Cyclin-dependent kinase-9 is recruited on cardiac hypertrophic response gene promoters through GATA4 in cardiomyocytes

Cyclin-dependent kinase-9 is recruited on cardiac hypertrophic response gene promoters through GATA4 in cardiomyocytes

Yoichi Sunagawa1, Tatsuya Morimoto1, Tomohide Takaya1, Hiromichi Wada1, Akira Shimatsu1, Masatoshi Fujita3, Toru Kita2, Koji Hasegawa1.

  1. Division of Translational Research, Kyoto Medical Center, National Hospital Organization, Kyoto, Japan.
  2. Department of Cardiovascular Medicine, Graduate School of Medicine, Kyoto University, Kyoto, Japan.
  3. Department of Human Health Sciences, Graduate School of Medicine, Kyoto University, Kyoto, Japan.

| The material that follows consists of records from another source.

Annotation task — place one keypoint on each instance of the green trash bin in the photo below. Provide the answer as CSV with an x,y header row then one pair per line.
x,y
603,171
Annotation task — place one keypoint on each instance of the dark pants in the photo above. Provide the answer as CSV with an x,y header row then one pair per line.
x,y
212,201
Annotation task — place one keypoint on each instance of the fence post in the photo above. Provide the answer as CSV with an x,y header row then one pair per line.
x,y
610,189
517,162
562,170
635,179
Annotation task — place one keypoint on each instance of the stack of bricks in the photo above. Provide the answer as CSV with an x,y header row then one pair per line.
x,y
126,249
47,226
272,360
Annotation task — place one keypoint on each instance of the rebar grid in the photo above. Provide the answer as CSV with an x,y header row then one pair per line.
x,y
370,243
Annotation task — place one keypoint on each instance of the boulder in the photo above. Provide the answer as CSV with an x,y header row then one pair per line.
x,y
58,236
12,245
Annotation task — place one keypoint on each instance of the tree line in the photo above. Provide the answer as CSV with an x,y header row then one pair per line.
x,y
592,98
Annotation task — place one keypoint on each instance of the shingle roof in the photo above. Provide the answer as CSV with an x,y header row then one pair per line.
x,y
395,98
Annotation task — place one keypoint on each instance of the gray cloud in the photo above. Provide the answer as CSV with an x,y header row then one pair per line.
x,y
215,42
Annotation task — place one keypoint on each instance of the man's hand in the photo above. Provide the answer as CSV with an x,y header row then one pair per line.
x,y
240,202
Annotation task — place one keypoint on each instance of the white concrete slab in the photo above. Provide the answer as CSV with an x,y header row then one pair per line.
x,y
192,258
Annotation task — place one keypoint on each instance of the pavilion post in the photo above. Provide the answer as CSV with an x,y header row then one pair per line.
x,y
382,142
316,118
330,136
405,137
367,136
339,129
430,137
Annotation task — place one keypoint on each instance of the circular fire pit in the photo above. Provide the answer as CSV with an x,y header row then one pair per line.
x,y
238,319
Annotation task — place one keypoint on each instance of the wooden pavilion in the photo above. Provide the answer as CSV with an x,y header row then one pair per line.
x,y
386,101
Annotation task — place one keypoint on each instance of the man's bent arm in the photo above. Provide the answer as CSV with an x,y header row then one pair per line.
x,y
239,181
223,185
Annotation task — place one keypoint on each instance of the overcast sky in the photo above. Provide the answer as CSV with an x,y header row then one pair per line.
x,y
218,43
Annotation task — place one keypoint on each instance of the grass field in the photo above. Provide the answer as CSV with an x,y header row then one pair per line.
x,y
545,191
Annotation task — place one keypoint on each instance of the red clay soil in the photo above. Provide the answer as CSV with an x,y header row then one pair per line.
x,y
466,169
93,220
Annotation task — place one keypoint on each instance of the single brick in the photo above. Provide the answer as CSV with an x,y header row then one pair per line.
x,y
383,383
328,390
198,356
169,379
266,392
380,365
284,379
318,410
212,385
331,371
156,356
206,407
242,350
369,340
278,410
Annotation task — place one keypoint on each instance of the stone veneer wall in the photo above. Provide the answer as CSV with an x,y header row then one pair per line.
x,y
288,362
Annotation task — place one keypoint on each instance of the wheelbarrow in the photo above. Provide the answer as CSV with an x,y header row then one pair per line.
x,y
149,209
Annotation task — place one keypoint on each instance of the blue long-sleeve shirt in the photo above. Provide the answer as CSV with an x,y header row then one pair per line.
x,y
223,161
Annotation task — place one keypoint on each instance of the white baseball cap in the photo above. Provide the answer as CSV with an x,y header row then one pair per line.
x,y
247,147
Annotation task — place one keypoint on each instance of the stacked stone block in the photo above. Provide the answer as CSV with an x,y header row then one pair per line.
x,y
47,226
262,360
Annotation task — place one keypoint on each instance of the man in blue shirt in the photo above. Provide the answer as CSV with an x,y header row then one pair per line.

第73回日本循環器学会学術集会 (大阪), 2009/03/22 (ポスター).

Abstract

Introduction: A zinc finger protein GATA4 is one of the factors involved in transcriptional regulation during myocardial cell hypertrophy. In response to hypertrophic stimuli, GATA4 forms a complex with an intrinsic histone acetyltransferase (HAT), p300, and increases its transcriptional activity by acetylation. We have shown that cyclin-dependent kinase (Cdk9), a component of positive transcription elongation factor b, is a novel GATA4-binding partner. Cdk9 forms a complex with p300 as well as GATA4. However, precise functional relationships among p300/GATA4 and Cdk9 are unknown.

Methods and Results: By chromatin immunoprecipitation (ChIP) and re-ChIP, we showed that GATA4 recruited Cdk9 and p300 onto GATA elements within the endothelin-1 and ANF promoters in cardiomyocytes. Phenylephrine (PE) enhanced these recruitments. PE induced not only the acetylation of GATA4, but also the interaction of GATA4 with Cdk9 and the phosphorylation of p300. A Cdk9 inhibitor, DRB inhibited all of these effects by PE, suggesting that the kinase activity of Cdk9 is required for the HAT activity of p300. Furthermore, a dominant-negative form of Cdk9 as well as DRB inhibited PE-induced hypertrophic responses in cardiomyocytes.

Conclusion: These findings demonstrate that the kinase activity of Cdk9 is required for the phosphorylation of p300 and its HAT activity, and that Cdk9 forms a functional complex with p300/GATA4 on hypertrophic response gene promoters in cardiomyocytes.